The notebook is designed for Colab + GPU execution and does not require a paid proprietary LLM. The current public curriculum source is Phoenix21/mock_fraud-detection-dataset, which gives the model broader fraud-signal exposure before it is adapted to FraudShield actions.

Results

Current heuristic baseline, measured with python inference.py:

  • Easy: 0.9900
  • Medium: 0.3500
  • Hard: 0.7425
  • Final: 0.6942

This baseline is intentionally rule-based and not trained. It is strong on easy, weaker on medium, and still imperfect on hard, which leaves headroom for a trained policy that can learn broader fraud patterns from public data and then adapt them to FraudShield.

Once training is completed, this section should include:

  • reward curve image
  • loss curve image
  • trained-vs-heuristic comparison table
  • one short qualitative trace comparison

The preferred final story is:

  • heuristic baseline
  • base open-source LLM or hosted HF model
  • fine-tuned local policy checkpoint

Live Links

  • Hugging Face Space: https://huggingface.co/spaces/DevikaJ2005/fraudshield-1
  • Code repository: https://github.com/DevikaJ2005/Fraudshield
  • Colab notebook: https://colab.research.google.com/github/DevikaJ2005/Fraudshield/blob/main/notebooks/fraudshield_trl_colab.ipynb
  • Blog draft: HF_BLOG_DRAFT.md

The Space root can double as a quick explorer UI for judges before they open the API docs.

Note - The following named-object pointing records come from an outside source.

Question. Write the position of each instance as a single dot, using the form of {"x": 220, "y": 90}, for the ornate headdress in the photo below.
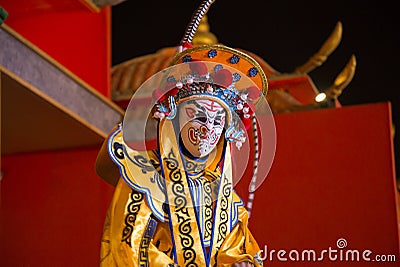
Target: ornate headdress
{"x": 222, "y": 74}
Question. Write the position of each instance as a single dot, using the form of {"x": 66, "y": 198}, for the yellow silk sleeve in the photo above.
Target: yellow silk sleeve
{"x": 239, "y": 245}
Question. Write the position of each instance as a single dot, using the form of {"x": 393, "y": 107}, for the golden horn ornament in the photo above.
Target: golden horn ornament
{"x": 326, "y": 49}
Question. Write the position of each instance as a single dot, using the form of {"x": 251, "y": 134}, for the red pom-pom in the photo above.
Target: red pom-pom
{"x": 173, "y": 91}
{"x": 186, "y": 45}
{"x": 253, "y": 92}
{"x": 199, "y": 67}
{"x": 158, "y": 94}
{"x": 251, "y": 106}
{"x": 223, "y": 78}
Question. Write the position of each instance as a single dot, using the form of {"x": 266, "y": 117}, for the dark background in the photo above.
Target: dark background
{"x": 285, "y": 34}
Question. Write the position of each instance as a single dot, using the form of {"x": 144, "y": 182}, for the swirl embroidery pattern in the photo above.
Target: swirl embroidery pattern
{"x": 132, "y": 211}
{"x": 180, "y": 209}
{"x": 145, "y": 243}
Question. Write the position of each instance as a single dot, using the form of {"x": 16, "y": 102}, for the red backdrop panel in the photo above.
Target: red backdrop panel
{"x": 53, "y": 207}
{"x": 76, "y": 37}
{"x": 332, "y": 178}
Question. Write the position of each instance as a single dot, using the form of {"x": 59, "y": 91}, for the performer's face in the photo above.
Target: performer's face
{"x": 201, "y": 123}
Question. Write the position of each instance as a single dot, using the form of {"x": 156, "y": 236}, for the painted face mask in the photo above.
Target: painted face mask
{"x": 201, "y": 126}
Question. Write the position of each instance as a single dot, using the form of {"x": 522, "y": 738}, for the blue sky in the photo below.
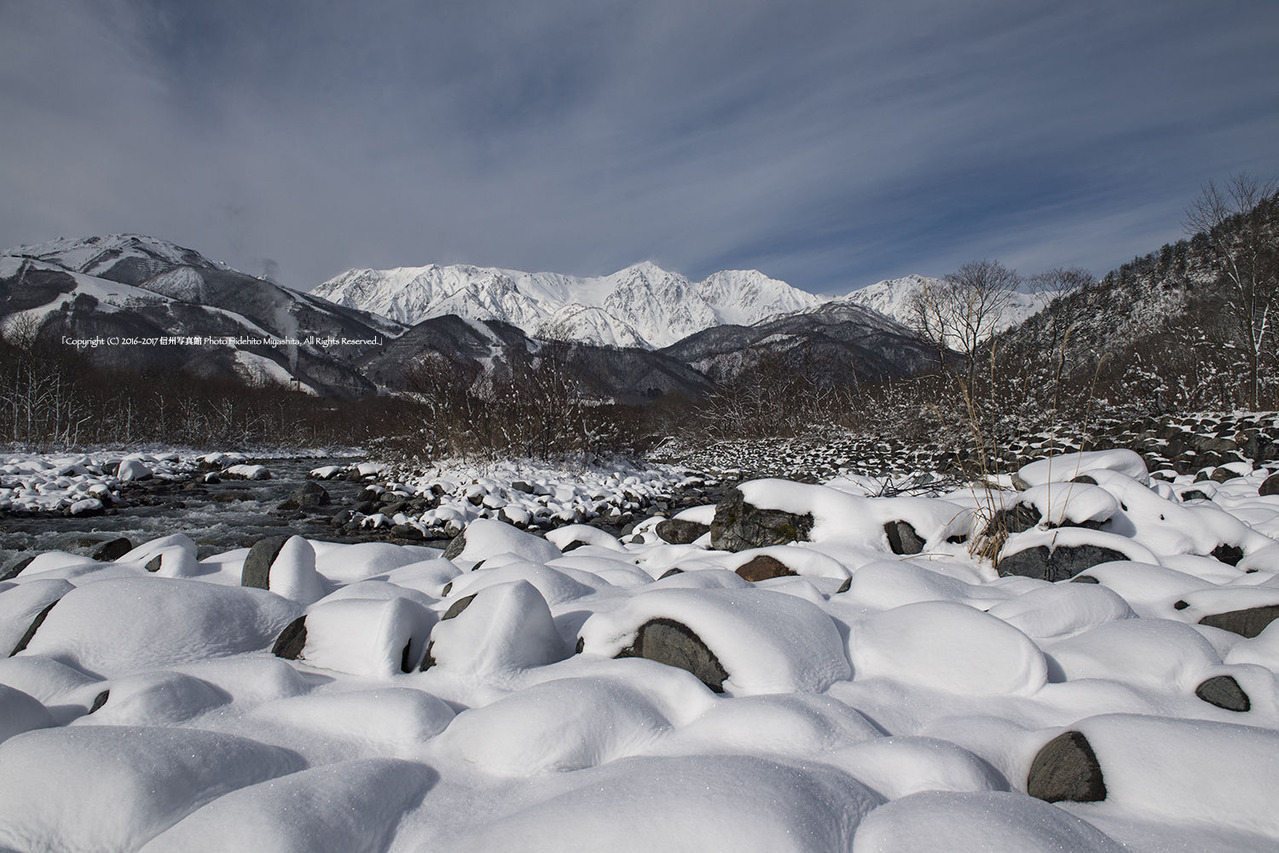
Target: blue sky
{"x": 829, "y": 145}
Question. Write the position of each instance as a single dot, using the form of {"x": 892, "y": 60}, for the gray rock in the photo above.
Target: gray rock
{"x": 15, "y": 567}
{"x": 674, "y": 643}
{"x": 1228, "y": 554}
{"x": 292, "y": 640}
{"x": 762, "y": 568}
{"x": 902, "y": 537}
{"x": 1224, "y": 692}
{"x": 1246, "y": 623}
{"x": 678, "y": 531}
{"x": 1017, "y": 519}
{"x": 739, "y": 526}
{"x": 31, "y": 631}
{"x": 1270, "y": 485}
{"x": 99, "y": 701}
{"x": 458, "y": 606}
{"x": 308, "y": 496}
{"x": 455, "y": 546}
{"x": 1067, "y": 770}
{"x": 407, "y": 532}
{"x": 257, "y": 565}
{"x": 1059, "y": 564}
{"x": 111, "y": 549}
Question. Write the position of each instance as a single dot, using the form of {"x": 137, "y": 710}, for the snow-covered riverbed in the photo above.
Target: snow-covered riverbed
{"x": 874, "y": 688}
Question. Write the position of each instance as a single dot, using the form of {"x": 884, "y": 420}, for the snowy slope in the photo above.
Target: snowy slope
{"x": 641, "y": 305}
{"x": 154, "y": 305}
{"x": 893, "y": 298}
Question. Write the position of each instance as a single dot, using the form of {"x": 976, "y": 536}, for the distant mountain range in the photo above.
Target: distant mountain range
{"x": 631, "y": 335}
{"x": 640, "y": 306}
{"x": 141, "y": 303}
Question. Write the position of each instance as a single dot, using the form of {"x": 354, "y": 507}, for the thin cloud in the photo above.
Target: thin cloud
{"x": 828, "y": 145}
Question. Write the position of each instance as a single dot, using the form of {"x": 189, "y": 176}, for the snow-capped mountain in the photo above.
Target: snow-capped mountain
{"x": 893, "y": 298}
{"x": 640, "y": 306}
{"x": 147, "y": 303}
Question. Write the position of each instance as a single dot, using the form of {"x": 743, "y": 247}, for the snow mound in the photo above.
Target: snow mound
{"x": 950, "y": 647}
{"x": 688, "y": 803}
{"x": 975, "y": 822}
{"x": 128, "y": 626}
{"x": 113, "y": 788}
{"x": 769, "y": 642}
{"x": 296, "y": 813}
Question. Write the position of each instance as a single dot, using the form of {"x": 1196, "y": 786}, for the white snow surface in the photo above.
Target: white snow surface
{"x": 640, "y": 306}
{"x": 872, "y": 702}
{"x": 893, "y": 299}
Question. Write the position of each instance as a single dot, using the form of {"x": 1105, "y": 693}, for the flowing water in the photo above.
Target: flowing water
{"x": 233, "y": 513}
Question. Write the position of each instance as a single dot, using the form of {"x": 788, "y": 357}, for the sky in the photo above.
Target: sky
{"x": 829, "y": 145}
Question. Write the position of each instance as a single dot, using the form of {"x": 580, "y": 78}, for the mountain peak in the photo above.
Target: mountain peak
{"x": 641, "y": 303}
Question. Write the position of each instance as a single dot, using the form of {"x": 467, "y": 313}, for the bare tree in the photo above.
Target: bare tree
{"x": 1239, "y": 221}
{"x": 965, "y": 308}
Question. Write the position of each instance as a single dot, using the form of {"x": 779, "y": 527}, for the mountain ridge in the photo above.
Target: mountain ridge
{"x": 640, "y": 305}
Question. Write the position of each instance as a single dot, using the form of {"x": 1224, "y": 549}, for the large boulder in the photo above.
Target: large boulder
{"x": 739, "y": 526}
{"x": 1066, "y": 770}
{"x": 679, "y": 531}
{"x": 674, "y": 643}
{"x": 1058, "y": 564}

For final submission, make sure the README links:

  • the public HF Space
  • the public GitHub repo
  • the public Colab notebook
  • the final Hugging Face blog post or video/slides link
  • the committed reward/loss plot images

Simulation vs Production

FraudShield is a simulation for training and evaluation.

What it does:

  • models partial observability
  • enforces investigation budgets
  • exposes hidden evidence only through actions
  • grades routing behavior in a reproducible way

What it does not do:

  • connect to live financial systems
  • process real customer data
  • move money or block real payments
  • provide production security, auth, or compliance guarantees

A production fraud platform would still need real data pipelines, authentication, authorization, monitoring, compliance controls, and human-review operations beyond this environment.